6 March 2018

Security Brief: McMaster on Thin Ice; Fighting Rages in Syria


By Elias Groll, with Jenna McLaughlin and Bethany Allen-Ebrahimian McMassacre? With a CNN report Thursday that President Donald Trump may be on the verge of firing National Security Adviser Lt. General H.R. McMaster, the three-star Army general might be heading for a new position back in the military. McMaster has been the target of attacks. H.R. McMaster, national security advisor, listens as U.S. President Donald Trump meets with North Korean defectors in the Oval Office of the White House on February 2, 2018 in Washington, D.C. 

McMaster has been the target of attacks for months, making any new reports that he’s on the chopping block worthy of a healthy dose of skepticism. However, multiple sources with ties to the White House told FP it could be different this time and that McMaster is living on borrowed time. He was out last week on planned leave.

Two sources said that the White House press office was told to stand down on questions about McMaster’s tenure, issuing milquetoast responses to reporters posing questions. The rumor mill was churning by Thursday afternoon over who might replace McMaster, including former U.N. Ambassador John Bolton.

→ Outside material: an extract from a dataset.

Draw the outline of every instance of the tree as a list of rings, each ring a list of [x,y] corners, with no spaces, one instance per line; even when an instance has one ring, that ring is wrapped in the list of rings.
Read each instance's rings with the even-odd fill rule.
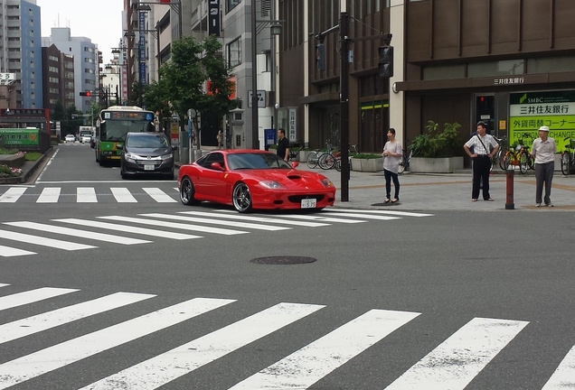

Bolton, however, isn’t talking. Even in private conversations late in the week, he offered non-answers when asked about the position. Bolton would have seemed an unlikely choice a few months ago; in August, he wrote the equivalent of an open letter to President Trump on scrapping the Iran plan, after being frozen out of the Oval Office. Yet, as usual, in the Trump White House, anything could happen.

If Bolton takes over, it would likely usher in a more hawkish approach at the White House, including toward North Korea. Bolton “supports preventive war through a massive strike, if sanctions fail,” the Washington Post’s Josh Rogin reports. “During an appearance last week at the Daniel Morgan Graduate School of National Security, he said the United States would have to simultaneously destroy all known North Korean nuclear and ballistic missile sites, submarine bases, and artillery, mortar and missile installments along the North’s border with South Korea.”

So much for that ceasefire. Fighting continued to rage in Syria over the weekend, despite a newly minted plea from the United Nations Security Council that all parties abide by a ceasefire and allow much needed humanitarian aid to reach the country’s besieged civilian population.

Syrian government forces continued to attack rebel-held territory in the Eastern Ghouta suburb of Damascus from the air and with artillery and launched a fresh ground offensive. Activists in the besieged enclave reported at least 22 dead on Sunday and said that a child died after breathing in the toxic fumes of a chlorine bomb, according to the Washington Post.

The United States and its allies claimed a rare diplomatic victory on Saturday with the unanimous passage of the Security Council ceasefire demand, but it has delivered few results on the ground. To win Russian support, the measure included language to allow continued military action against “terrorists,” a blanket term the Assad regime labels all its opponents.

On Monday morning, at least 72 airstrikes hit Eastern Ghouta, killing 97 and wounding more than 500, according to the Union of Medical Care and Relief Organizations. The targets included five hospitals, and none are now in operation in Eastern Ghouta.

Meanwhile Turkish officials said the ceasefire agreement would have no impact on their military offensive near Afrin, Syria.